En la nueva versión, que se estrenará en Los Angeles y Nueva York el próximo 5 de octubre, se aportan pequeñas modificaciones que no alteran el espíritu de la película, como planos que ayudan a perfilar las relaciones de los personajes, en especial la del policía y el personaje de la actriz Sean Young, y también se ha modificado el vuelo de la paloma que pone el final al famoso monólogo del actor Rutger Hauer.
La película se sitúa en 2019, mucho después del 1992 propuesto por el escritor Philip K. Dick en su novela corta, “¿Sueñan los androides con ovejas eléctricas?” (1968), en la que se basa muy libremente el guión, y aque el título de la película procede de un libro de Alan E.Nourse titulado “The Blade Runner”, originalmente “El vendedor de medicinas ilegales”.

EL DÍSCOLO FORD
Sean Young, seguramente sin proponérselo, fue la protagonista de uno de los muchos problemas a que tuvo que enfrentarse Scott en el que sin duda fue el rodaje más complicado de su vida.
Harrison Ford tuvo muchas discusiones con la atractiva Sean Young, a quien consideraba una actriz sin experiencia, según desvela Miguel Angel Prieto en su libro.
Las discusiones del actor con Scott también era frecuentes, porque a Ford nunca le gustó el filme, que solo aceptó tras la negativa de Dustin Hoffman y para alejarse en lo posible del encasillamiento en papeles de superhéroe.
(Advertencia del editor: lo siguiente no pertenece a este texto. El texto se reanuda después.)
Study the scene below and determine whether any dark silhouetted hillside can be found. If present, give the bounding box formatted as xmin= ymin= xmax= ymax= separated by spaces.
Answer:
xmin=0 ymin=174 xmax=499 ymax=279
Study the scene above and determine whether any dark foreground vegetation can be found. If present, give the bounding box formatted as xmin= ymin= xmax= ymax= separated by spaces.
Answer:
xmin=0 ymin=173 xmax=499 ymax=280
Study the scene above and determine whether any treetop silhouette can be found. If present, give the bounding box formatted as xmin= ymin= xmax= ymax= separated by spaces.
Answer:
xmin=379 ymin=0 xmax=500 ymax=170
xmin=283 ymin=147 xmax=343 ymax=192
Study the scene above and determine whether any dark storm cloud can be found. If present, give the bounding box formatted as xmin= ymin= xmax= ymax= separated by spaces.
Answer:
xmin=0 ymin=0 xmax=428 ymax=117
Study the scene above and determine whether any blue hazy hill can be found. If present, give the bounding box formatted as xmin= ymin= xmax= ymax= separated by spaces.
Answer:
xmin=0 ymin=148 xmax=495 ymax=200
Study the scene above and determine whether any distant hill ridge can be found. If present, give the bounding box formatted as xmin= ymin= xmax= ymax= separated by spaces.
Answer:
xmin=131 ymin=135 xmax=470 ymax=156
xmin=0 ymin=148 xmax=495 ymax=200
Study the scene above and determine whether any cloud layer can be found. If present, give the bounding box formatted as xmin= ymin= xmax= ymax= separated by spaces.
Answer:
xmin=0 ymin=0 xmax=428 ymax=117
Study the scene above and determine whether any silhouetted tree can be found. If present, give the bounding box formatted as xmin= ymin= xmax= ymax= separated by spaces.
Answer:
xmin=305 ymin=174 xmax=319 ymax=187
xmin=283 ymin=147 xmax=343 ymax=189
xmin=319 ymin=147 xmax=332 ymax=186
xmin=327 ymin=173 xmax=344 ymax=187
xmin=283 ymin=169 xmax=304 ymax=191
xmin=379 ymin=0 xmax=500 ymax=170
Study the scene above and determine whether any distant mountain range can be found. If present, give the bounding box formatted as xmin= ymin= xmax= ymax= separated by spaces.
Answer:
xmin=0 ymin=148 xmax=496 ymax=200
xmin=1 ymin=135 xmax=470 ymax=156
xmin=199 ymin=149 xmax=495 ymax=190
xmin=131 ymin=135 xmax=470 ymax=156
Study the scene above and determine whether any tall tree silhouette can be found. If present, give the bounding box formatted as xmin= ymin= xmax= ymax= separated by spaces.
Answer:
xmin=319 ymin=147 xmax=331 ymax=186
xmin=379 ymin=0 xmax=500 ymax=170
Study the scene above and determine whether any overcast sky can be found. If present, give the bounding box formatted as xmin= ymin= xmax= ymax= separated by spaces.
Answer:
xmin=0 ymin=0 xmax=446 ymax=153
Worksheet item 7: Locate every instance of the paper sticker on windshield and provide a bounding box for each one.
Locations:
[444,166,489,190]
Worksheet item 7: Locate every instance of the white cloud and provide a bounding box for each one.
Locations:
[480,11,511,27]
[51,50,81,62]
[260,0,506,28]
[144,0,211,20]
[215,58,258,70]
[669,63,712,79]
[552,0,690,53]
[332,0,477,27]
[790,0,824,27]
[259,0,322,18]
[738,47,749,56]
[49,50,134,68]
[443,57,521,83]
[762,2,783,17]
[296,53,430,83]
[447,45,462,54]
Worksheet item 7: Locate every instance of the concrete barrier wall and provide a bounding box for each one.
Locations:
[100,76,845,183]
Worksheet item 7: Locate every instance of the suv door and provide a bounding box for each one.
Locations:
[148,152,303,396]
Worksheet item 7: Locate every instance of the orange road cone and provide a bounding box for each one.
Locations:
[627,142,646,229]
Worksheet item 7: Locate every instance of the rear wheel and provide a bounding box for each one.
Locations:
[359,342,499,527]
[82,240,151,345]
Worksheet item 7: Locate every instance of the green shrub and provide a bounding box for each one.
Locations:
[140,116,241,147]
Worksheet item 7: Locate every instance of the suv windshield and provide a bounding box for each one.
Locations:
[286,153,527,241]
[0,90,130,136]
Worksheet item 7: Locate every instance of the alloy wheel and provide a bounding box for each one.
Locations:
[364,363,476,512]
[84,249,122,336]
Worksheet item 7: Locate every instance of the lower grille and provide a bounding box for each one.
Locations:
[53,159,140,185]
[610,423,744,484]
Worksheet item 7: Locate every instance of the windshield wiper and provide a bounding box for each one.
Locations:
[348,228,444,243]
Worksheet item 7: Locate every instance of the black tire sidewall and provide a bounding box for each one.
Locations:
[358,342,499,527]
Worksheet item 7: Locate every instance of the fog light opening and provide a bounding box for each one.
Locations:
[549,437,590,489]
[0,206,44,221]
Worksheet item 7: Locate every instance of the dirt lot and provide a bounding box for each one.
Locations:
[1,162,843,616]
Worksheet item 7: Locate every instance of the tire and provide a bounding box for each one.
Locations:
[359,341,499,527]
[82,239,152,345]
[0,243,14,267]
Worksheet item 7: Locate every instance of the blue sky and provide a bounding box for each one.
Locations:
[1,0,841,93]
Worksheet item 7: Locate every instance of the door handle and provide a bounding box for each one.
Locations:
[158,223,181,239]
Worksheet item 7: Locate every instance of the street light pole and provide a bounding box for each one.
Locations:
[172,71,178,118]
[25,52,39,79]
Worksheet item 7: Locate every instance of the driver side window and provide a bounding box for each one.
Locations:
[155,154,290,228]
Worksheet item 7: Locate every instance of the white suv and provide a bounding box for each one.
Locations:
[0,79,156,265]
También acusaba al director de estarobsesionado con los detalles visuales y de poner pococorazón en la relación con los actores.
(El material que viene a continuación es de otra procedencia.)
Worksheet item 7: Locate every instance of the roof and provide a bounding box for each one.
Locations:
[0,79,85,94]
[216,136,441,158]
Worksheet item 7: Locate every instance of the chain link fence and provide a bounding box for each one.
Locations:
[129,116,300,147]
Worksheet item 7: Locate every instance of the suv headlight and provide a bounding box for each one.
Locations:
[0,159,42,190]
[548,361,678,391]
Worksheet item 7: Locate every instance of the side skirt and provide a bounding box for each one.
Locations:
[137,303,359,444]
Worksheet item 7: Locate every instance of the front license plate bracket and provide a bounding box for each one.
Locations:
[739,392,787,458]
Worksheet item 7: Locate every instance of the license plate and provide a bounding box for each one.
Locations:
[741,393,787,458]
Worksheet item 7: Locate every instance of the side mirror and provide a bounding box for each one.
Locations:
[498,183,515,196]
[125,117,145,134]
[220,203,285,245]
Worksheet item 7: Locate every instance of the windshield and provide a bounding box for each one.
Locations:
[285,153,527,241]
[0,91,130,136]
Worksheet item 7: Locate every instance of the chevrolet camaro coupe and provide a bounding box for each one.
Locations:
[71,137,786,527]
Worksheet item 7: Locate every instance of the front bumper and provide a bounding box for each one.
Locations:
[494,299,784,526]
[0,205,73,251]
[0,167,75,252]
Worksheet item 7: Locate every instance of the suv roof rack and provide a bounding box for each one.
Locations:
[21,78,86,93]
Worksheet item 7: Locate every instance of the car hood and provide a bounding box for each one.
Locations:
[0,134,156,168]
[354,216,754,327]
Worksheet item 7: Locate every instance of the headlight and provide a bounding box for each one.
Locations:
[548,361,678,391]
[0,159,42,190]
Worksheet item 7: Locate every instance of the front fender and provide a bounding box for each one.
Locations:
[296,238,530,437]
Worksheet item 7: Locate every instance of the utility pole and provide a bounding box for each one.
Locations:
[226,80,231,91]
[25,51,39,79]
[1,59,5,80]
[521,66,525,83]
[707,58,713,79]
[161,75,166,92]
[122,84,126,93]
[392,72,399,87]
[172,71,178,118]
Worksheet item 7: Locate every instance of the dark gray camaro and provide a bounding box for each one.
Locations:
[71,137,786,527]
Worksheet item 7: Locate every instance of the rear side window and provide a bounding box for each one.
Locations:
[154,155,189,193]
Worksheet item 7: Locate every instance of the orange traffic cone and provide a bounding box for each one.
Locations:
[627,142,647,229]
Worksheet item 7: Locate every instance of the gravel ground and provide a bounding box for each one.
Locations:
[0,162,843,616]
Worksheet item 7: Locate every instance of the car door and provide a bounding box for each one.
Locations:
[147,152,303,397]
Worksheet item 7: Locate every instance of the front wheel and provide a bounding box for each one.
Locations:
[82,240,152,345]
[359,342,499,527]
Entre las curiosidades de esta cinta mítica está el hecho de la famosa banda sonora de Vangelis sólo se editase oficialmente hasta 1994, doce años después desu estreno.
DE FIASCO A CLÁSICO
Entre unas cosas y otras, Ridley Scott, que ya había triunfado con “Alien” (1979), vio como “Blade Runner” pasó de “fiasco a clásico sin haber sido nunca un éxito”, como definió la película el propio director.
El secreto de su permanencia en el tiempo puede ser, como dijo una de las mayores autoridades en materia de este filme, Paul M. Sammon, en que “Blade Runner´“ nos ofrece uno de los entornos ficticios visualmente más elaborados que se han creado nunca para una película; cada plano está lleno a rebosar con una obsesiva acumulación de detalles”.
Este periodista experto en cine recibió en 1981 el encargo de una revista de seguir el primer rodaje en EE.UU. Sammon fue así testigo privilegiado del fascinante proceso de creación de lo que acabó siendo una obra maestra, que le obsesionó hasta el punto de dedicar quince años a elaborar uno de los mejores libros existentes en torno al cine, “Futuro en negro” (1996).
Sammon relataba que el perfeccionismo de Scott, que muy a menudo le llevaba a rodar decenas de tomas de un mismo plano, también soliviantó al equipo técnico, que adoptó la costumbre de vestir camisetas con lemas despectivos hacia el cineasta.
Ridley Scott dijo en Venecia que consideraba a su película más famosa como “una obra artística”, y añadió con un toque de orgullo que “ha influido mucho al mundo de la moda e incluso a arquitectos de prestigio, que me dijeron que la película había cambiado sus conceptos”.
El cineasta sigue teniendo claro que “las buenas películas siempre tienen que ir por delante del público, no con él ni por detrás de él”.
LOS HECHOS:
• La primera versión fue modificada sustancialmente en su final, que en el original era bastante más sombrío: los protagonistas se metían en un ascensor y aparecía la famosa escena del unicornio, que insinuaba claramente que el personaje de Harrison Ford sí era un replicante.
• Harrison Ford tuvo muchas discusiones con la atractiva Sean Young, a quien consideraba una actriz sin experiencia, y con el director, al que acusaba de estar obsesionado con los detalles visuales y de poner poco corazón en la relación con los actores.
• Ridley Scott sigue teniendo claro que “las buenas películas siempre tienen que ir por delante del público, no con él ni por detrás de él”.